The September results have been posted and we had 23 days of no sunspot activity. The sun is not completely dormant as there are lots of other actions on the sun to send solar storms our way.
As long as the northern lights shine, we know solar storms and CMEs are blowing.
We had one day where two spots were active but both were from different number cycles. This is to be expected and may continue for the rest of the year.
HUI is the unhedged gold-stock related index and it also never even came close to soaring past the 2016 highs. Many analysts were calling for the HUI or gold stocks to catch-up but they have done that at every major bullish run but has also failed each time.
Since this is just a potential 4th wave bear market rally. The HUI doesn’t have to make a deep historic low as double bottoms or even triple bottoms can happen.
Either way we need another zigzag decline in Minor degree (Blue) so that should get all the gold bulls excited again.
The majority were waiting for GDX to perform like gold itself, but GDX never even got out of the gate as we are still waiting.
GDX never cleared 2016 high while gold soared into the previous wave 2 which makes it a diagonal pattern.
Silver and much other gold-related ETF performed much less which makes all rallies fit a 4th wave bear market rally. Obviously, the public doesn’t know what an Elliott Wave bear market rally is, as they just use the standard 20% retracement description.
SLV is a prime example of how much difference is between GDL and SLV.
Even the Gold/Gdx ratio hasn’t changed that much at 53:1 and I want to see that number spread much more with 84:1 being on the cheap side of my ratio data base.
The bull market in T-Bonds started in early 1982 and is still going at this time. I would love to see T-Bonds break above 178 to help confirm that the bull market is not dead yet.
Worst case scenario we could slip into a triangle type. correction so that it can use up much more time.
Commercials are far from hold very bearish positions so my confidence in the bullish scenario remains.
The Euro is in a long decline but had a little counter-rally this morning. I think this Euro bearish phase is still a long way away from finishing as I would like to see the Euro fall below 1.04 first.
The Euro choppy phase started after a 4th wave completed so I expect that to continue right to the end. The Euro and the USD have much of the same pattern but inverse to each other.
When the Brexit Plans may seem to work then I can see the Euro react differently, but we may have to wait until the snow falls before we see positive results.

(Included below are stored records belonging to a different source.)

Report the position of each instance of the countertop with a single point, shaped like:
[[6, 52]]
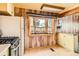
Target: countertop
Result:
[[3, 47]]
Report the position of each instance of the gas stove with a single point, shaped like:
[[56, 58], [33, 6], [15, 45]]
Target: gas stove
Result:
[[15, 44]]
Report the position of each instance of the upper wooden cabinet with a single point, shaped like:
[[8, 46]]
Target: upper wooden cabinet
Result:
[[6, 9]]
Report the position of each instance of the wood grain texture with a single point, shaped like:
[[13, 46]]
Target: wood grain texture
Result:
[[40, 41]]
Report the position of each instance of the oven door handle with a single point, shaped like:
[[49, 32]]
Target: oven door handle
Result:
[[16, 47]]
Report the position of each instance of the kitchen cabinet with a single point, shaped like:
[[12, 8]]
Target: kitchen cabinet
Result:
[[6, 9], [66, 41], [5, 53]]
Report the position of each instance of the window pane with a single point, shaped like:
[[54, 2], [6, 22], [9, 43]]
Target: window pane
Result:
[[40, 22]]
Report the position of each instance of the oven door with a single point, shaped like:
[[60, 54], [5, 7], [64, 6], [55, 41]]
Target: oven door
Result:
[[15, 51]]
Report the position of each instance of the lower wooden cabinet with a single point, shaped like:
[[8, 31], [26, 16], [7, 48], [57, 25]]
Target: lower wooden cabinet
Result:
[[66, 41], [5, 53]]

So far oil has performed as I had hoped, with a spike being formed today. It’s not a long spike as I would like to see oil hit $50 and the analysts making very bearish forecasts.
Analysts are giving mixed signals which usually can send oil soaring once more. I have made a one-degree change which brings the entire bullish cycle that started in 2016 closer to another “A” wave in Primary degree.
I’m going to keep it simple, counting down from the September highs. It’s a diagonal wave so chances are good another diagonal wave decline is going to happen.
Below and old price of $1375 would be nice but that could be a short term illusion. In the long run, gold could hit a major double bottom at $1050 and what will be important if a zigzag has formed.
The potential to completely retrace the entire zigzag is too great to ignore. It could still be a year or more away so patience is the key.